Per entrambi i gruppi, le richieste di informazioni sulla prognosi erano più probabili nel contesto di discussioni sulla chemioterapia.
Sulla base dei risultati sopra sintetizzati, gli autori concludono che questa analisi può aiutare nell’ottimizzare la comunicazione e l’informazione sulla prognosi tra i pazienti oncologici e i loro caregiver.
Sottolineano inoltre che è giustificata la diffusione di informazioni prognostiche accessibili, che tengano conto delle rispettive esigenze di ricerca di informazioni di pazienti e caregiver, e che sforzi nel migliorare tale offerta di informazione possono contribuire a migliorare la comprensione prognostica, supportare la comunicazione con gli operatori sanitari e migliorare i risultati psicosociali.
Qualche anno fa, uno studio pubblicato sul New England Journal of Medicine (https://www.nejm.org/doi/full/10.1056/NEJMoa1204410) evidenziava che, tra i pazienti statunitensi che stavano ricevendo una chemioterapia per un tumore del polmone o un tumore del colon-retto metastatico, c’era un’alta percentuale di soggetti che dimostrava di non essere consapevole che l’intento della cura che stava ricevendo non era la guarigione, ma il controllo di malattia. Questi dati dimostravano che, anche in un contesto come quello statunitense, nel quale si ritiene che la comunicazione sulla prognosi avvenga in maniera chiara, anche a costo di ripercussioni psicologiche, in realtà tale comunicazione non è sempre efficace.

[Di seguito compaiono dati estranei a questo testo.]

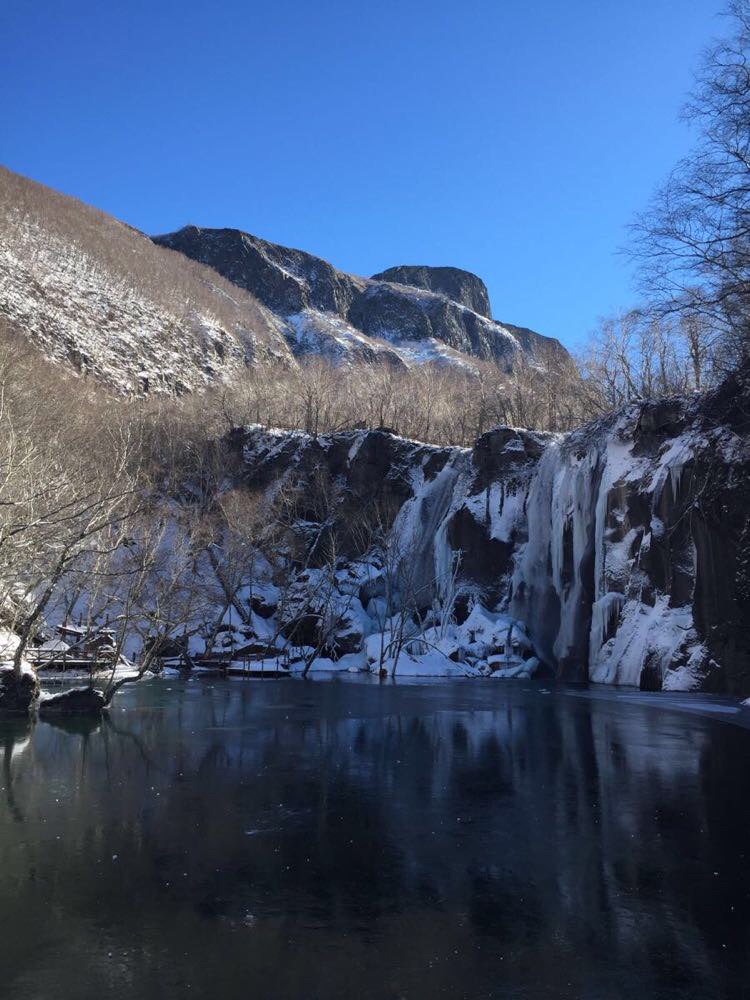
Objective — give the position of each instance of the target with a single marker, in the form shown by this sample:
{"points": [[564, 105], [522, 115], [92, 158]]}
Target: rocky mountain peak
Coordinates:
{"points": [[454, 283]]}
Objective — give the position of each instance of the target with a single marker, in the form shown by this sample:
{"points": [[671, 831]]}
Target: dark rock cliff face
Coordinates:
{"points": [[624, 547], [459, 286], [446, 305]]}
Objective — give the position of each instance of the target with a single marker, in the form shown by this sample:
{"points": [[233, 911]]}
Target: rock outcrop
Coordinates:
{"points": [[98, 297], [623, 548], [405, 314], [452, 282]]}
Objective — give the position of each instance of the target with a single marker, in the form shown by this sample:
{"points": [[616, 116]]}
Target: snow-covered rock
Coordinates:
{"points": [[619, 553]]}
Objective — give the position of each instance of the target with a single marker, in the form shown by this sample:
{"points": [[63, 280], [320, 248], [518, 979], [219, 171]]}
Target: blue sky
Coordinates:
{"points": [[512, 138]]}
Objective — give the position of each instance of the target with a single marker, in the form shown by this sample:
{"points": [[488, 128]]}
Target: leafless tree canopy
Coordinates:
{"points": [[693, 242]]}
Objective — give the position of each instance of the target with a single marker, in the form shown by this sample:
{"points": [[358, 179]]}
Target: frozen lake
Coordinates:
{"points": [[338, 839]]}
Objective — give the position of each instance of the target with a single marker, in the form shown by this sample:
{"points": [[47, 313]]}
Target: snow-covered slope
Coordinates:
{"points": [[443, 315], [101, 298]]}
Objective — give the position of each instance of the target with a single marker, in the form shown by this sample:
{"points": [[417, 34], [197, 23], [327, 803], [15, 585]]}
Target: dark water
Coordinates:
{"points": [[334, 840]]}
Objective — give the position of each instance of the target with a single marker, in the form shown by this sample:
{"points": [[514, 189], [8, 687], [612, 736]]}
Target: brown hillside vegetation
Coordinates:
{"points": [[98, 295]]}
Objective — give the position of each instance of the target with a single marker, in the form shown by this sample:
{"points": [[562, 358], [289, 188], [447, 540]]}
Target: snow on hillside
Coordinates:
{"points": [[101, 298]]}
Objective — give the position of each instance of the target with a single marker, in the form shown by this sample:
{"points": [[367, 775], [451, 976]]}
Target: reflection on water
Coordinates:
{"points": [[324, 840]]}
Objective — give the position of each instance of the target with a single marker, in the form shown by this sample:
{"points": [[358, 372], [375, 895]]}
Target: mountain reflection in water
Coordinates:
{"points": [[288, 839]]}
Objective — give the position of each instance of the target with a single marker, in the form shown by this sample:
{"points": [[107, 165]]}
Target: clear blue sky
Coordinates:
{"points": [[515, 138]]}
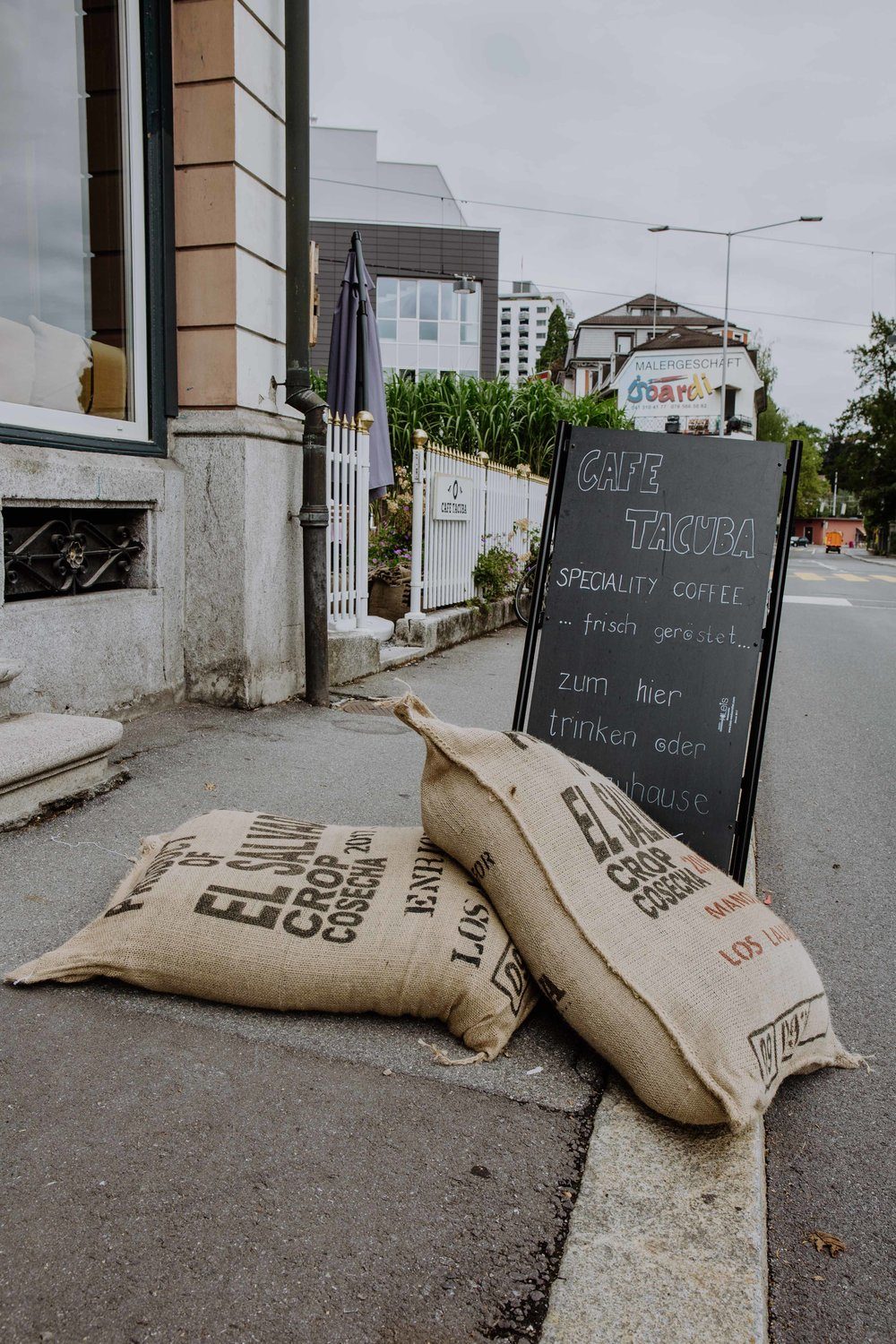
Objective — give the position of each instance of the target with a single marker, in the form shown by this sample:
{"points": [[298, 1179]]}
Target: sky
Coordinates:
{"points": [[702, 113]]}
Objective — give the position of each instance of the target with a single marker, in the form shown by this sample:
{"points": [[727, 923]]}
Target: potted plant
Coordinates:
{"points": [[390, 553]]}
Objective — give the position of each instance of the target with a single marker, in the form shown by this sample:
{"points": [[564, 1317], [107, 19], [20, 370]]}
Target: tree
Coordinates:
{"points": [[775, 426], [554, 352], [863, 449]]}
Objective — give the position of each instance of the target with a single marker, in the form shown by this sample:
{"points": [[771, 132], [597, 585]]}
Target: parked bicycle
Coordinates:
{"points": [[525, 586]]}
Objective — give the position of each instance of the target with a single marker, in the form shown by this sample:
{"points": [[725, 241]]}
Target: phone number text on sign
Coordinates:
{"points": [[452, 497]]}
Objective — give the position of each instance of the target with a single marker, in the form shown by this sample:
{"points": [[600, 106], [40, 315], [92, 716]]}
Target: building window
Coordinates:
{"points": [[73, 284], [425, 325], [56, 551]]}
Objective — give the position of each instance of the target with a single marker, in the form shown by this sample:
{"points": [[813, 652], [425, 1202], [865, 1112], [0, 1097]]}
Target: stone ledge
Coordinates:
{"points": [[452, 625], [48, 757], [352, 655]]}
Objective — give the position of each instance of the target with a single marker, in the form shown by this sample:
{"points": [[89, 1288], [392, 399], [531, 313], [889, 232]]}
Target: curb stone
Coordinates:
{"points": [[668, 1236]]}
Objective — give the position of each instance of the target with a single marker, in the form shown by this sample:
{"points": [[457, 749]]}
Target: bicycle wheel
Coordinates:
{"points": [[522, 596]]}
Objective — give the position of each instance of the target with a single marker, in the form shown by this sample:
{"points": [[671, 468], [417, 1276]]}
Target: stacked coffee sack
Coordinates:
{"points": [[685, 983]]}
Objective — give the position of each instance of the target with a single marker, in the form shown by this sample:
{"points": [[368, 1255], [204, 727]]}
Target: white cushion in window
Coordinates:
{"points": [[16, 362], [61, 358]]}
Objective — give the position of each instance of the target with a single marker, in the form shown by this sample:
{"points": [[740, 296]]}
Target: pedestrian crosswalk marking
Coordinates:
{"points": [[820, 601], [809, 577]]}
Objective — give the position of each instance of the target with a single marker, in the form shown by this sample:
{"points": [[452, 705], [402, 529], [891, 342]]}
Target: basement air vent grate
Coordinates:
{"points": [[51, 551]]}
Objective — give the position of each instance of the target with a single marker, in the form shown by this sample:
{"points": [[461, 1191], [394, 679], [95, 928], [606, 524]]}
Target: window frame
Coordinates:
{"points": [[150, 250]]}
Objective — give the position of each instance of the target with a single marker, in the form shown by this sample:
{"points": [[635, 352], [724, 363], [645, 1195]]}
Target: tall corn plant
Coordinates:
{"points": [[513, 425]]}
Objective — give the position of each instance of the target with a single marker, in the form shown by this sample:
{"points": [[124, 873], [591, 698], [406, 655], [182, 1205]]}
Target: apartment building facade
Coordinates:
{"points": [[602, 343], [150, 470], [418, 249], [522, 327]]}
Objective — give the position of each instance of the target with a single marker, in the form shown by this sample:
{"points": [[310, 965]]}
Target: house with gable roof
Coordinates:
{"points": [[602, 343]]}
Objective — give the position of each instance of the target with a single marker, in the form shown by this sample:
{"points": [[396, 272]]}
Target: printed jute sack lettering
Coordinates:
{"points": [[699, 995], [271, 913]]}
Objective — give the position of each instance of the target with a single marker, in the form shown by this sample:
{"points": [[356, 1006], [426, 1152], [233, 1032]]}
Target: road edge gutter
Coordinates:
{"points": [[668, 1238]]}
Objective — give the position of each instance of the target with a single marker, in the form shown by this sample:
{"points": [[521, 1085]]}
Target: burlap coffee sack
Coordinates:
{"points": [[271, 913], [692, 988]]}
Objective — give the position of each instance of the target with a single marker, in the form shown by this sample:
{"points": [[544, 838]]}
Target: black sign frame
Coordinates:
{"points": [[742, 823]]}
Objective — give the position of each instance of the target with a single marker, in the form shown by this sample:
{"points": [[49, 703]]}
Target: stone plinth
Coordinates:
{"points": [[48, 757]]}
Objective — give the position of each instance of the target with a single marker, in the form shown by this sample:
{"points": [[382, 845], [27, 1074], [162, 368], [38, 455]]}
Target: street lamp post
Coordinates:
{"points": [[729, 234]]}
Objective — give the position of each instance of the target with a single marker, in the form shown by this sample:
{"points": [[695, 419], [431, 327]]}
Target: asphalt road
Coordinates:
{"points": [[826, 820]]}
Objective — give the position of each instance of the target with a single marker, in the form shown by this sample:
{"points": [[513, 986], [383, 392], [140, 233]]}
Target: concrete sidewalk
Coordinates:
{"points": [[182, 1169]]}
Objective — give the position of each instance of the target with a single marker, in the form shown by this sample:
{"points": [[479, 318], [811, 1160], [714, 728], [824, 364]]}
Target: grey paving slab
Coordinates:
{"points": [[826, 855], [180, 1169], [668, 1238]]}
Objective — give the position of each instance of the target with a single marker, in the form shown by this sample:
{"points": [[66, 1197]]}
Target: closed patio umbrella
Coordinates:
{"points": [[355, 375]]}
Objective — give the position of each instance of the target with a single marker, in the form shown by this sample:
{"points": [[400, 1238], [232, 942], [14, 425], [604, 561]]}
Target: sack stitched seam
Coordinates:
{"points": [[713, 1089]]}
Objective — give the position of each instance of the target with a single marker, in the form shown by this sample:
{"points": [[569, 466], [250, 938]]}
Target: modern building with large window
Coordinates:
{"points": [[522, 327], [150, 470], [417, 244]]}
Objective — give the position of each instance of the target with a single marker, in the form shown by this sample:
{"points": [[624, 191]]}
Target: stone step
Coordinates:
{"points": [[46, 758]]}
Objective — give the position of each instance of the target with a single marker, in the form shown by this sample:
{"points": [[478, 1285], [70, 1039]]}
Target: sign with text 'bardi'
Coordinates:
{"points": [[653, 620], [452, 497]]}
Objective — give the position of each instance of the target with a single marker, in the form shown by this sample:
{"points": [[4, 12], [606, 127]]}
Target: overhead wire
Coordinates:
{"points": [[616, 293], [579, 214]]}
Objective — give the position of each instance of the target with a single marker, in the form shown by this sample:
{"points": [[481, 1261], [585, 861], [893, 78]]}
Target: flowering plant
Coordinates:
{"points": [[390, 545]]}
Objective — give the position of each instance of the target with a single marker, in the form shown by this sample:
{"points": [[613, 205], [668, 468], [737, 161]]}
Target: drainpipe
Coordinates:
{"points": [[314, 513]]}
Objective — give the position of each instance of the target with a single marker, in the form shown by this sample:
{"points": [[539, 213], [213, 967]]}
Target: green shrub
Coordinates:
{"points": [[495, 573], [513, 425]]}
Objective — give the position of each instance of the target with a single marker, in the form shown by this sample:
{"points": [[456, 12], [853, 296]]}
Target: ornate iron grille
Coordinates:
{"points": [[61, 551]]}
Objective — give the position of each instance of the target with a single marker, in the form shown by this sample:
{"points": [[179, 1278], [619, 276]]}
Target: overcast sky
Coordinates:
{"points": [[704, 113]]}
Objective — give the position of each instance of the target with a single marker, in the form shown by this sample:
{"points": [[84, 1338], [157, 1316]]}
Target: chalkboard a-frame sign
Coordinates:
{"points": [[654, 621]]}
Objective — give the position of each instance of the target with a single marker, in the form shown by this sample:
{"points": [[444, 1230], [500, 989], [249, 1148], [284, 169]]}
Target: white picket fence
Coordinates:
{"points": [[501, 507], [349, 470]]}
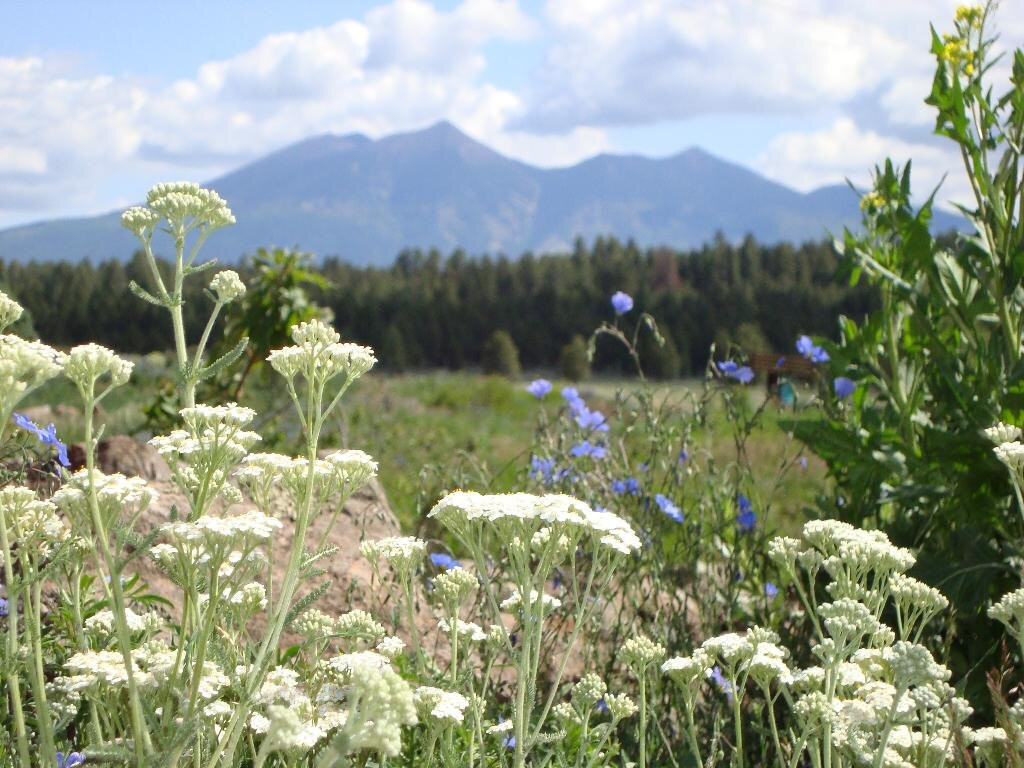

L’articolo pubblicato da Supportive Care in Cancer conferma che la prognosi è un aspetto tra i più delicati nella comunicazione tra clinici, pazienti e caregiver. In era moderna, è opportuno ragionare sia su ottimizzare la comunicazione “tradizionale”, in ambulatorio, sia su offrire ai pazienti e ai caregiver strumenti integrativi e alternativi, a patto che siano affidabili e certificati. In caso contrario, il rischio è che le informazioni ricevute aumentino la confusione invece di ridurla.